Na Sé, o cheiro era de pólvora. Mas eu prefiro as rosas
Show do Racionais acaba em tiros. Em vez da festa, choque toma conta da praça
por Flávia Guerra
SÃO PAULO - É com os olhos rasos d’água, e de gás lacrimogêneo, que escrevo este lamento. 6h02 da manhã. São Paulo amanhece após mais uma Virada Cultural. No marco zero da maior metrópole do País, a vigília inspirada nas Noites Brancas européias, virou noite turva. “06 de maio de 2007. Madrugada de sábado para domingo. Outono no Brasil. Esta data vai ficar marcada”, profetizou o tão aguardado Mano Brown ao pisar o palco da Praça da Sé, que já havia recebido Alceu Valença e Nação Zumbi.
Os mano bem que tentaram. Guerreiro de fé nunca gela, não agrada o injusto e não amarela. Mas na madrugada, gelou. Injusta noite adentro. E o peso do maracatu atômico do Nação deu lugar ao clima pesado que tomava conta da multidão que se espremia na praça para ver os manos racionais. Mas a noite era de irracionalidade. 1.000 Trutas. 1.000 Tretas. Depois de amargar uma espera de mais de uma hora e meia para ver o Racionais, a multidão já estava amargurada. O caldo foi engrossando. O circo estava armado quando, finalmente, às 4h45, a nação periferia pôde ver um Brown sóbrio, de negro da cabeça aos pés. Elegante em sua incessante luta pela periferia paulistana, o rapper naquela noite perdeu a batalha para as balas, o gás e a tropa de choque.

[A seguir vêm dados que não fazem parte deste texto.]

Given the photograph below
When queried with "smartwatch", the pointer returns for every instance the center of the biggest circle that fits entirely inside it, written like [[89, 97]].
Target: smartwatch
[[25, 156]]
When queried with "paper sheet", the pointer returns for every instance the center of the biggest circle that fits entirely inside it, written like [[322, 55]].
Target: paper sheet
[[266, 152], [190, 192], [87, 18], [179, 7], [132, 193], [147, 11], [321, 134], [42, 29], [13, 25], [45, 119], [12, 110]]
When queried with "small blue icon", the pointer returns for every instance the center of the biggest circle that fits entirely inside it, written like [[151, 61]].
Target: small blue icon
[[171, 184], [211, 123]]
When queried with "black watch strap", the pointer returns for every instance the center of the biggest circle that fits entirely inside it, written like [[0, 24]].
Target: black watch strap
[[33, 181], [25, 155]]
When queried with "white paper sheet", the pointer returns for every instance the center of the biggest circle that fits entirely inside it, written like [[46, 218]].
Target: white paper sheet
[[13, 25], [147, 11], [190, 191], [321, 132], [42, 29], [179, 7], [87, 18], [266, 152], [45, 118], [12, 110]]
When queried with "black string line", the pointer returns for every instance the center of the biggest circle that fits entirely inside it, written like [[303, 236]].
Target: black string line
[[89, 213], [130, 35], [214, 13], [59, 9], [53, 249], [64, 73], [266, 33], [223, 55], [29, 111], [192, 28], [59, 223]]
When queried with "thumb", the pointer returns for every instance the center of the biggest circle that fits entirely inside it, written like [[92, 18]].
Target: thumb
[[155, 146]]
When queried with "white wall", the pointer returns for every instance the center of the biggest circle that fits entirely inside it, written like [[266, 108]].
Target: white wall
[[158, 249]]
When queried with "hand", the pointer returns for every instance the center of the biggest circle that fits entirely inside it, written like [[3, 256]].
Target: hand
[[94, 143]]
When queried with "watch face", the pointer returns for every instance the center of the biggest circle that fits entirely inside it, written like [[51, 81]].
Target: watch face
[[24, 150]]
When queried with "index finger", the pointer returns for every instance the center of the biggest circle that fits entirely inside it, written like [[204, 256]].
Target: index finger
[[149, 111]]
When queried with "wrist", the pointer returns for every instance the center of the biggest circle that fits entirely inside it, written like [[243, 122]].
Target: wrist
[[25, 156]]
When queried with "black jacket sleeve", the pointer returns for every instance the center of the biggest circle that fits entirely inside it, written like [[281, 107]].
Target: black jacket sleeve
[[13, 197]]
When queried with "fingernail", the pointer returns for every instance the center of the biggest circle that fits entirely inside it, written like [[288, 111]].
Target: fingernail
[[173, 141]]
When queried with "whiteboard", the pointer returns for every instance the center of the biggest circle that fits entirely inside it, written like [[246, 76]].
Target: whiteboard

A treta começou muito antes, do lado esquerdo do palco. 4h15 da matina. Sob as torres da igreja, os manos de São Matheus se estranharam com os Manos de Pirituba. Briga, tumulto, choro. Josafá colou na grade às oito da noite. As costelas dele também. 15 anos, mirrado, olhos vivos, costelas moídas na multidão. Josafá veio sozinho de Perus. Tomou dois ônibus. Gastou uma hora para ver o Racionais. “Vim foi sozinho. Mas vale a pena. Nunca vi os caras ao vivo”, dizia um entediado garoto, que não entendia muito o coco dub afrociberdélico dos manos da Nação Zumbi.
Eles misturam com maracatu. “É bom sim. Mas maracatu? Sei que é isso não. Alfaia?” Alfaia, o tambor de maracatu que a Nação sabe tão bem casar com o peso do rock. A mãe nordestina de Josafá deve saber o que é. Josafá, minutos mais tarde se safaria da maior muvuca provavelmente já presenciada pela tão vivida Sé. “Posso pular aí no cercadinho, moça repórter? O aperto aqui tá pegando.” E o bicho pegou mesmo. Os bicho-soltos de Pirituba barbarizaram. "Chama a polícia!" "Polícia só piora nestas horas. A gente mesmo apazigua", disse a voz da experiência de um segurança do evento. De fato. Paz refeita. Alguns estilhaços.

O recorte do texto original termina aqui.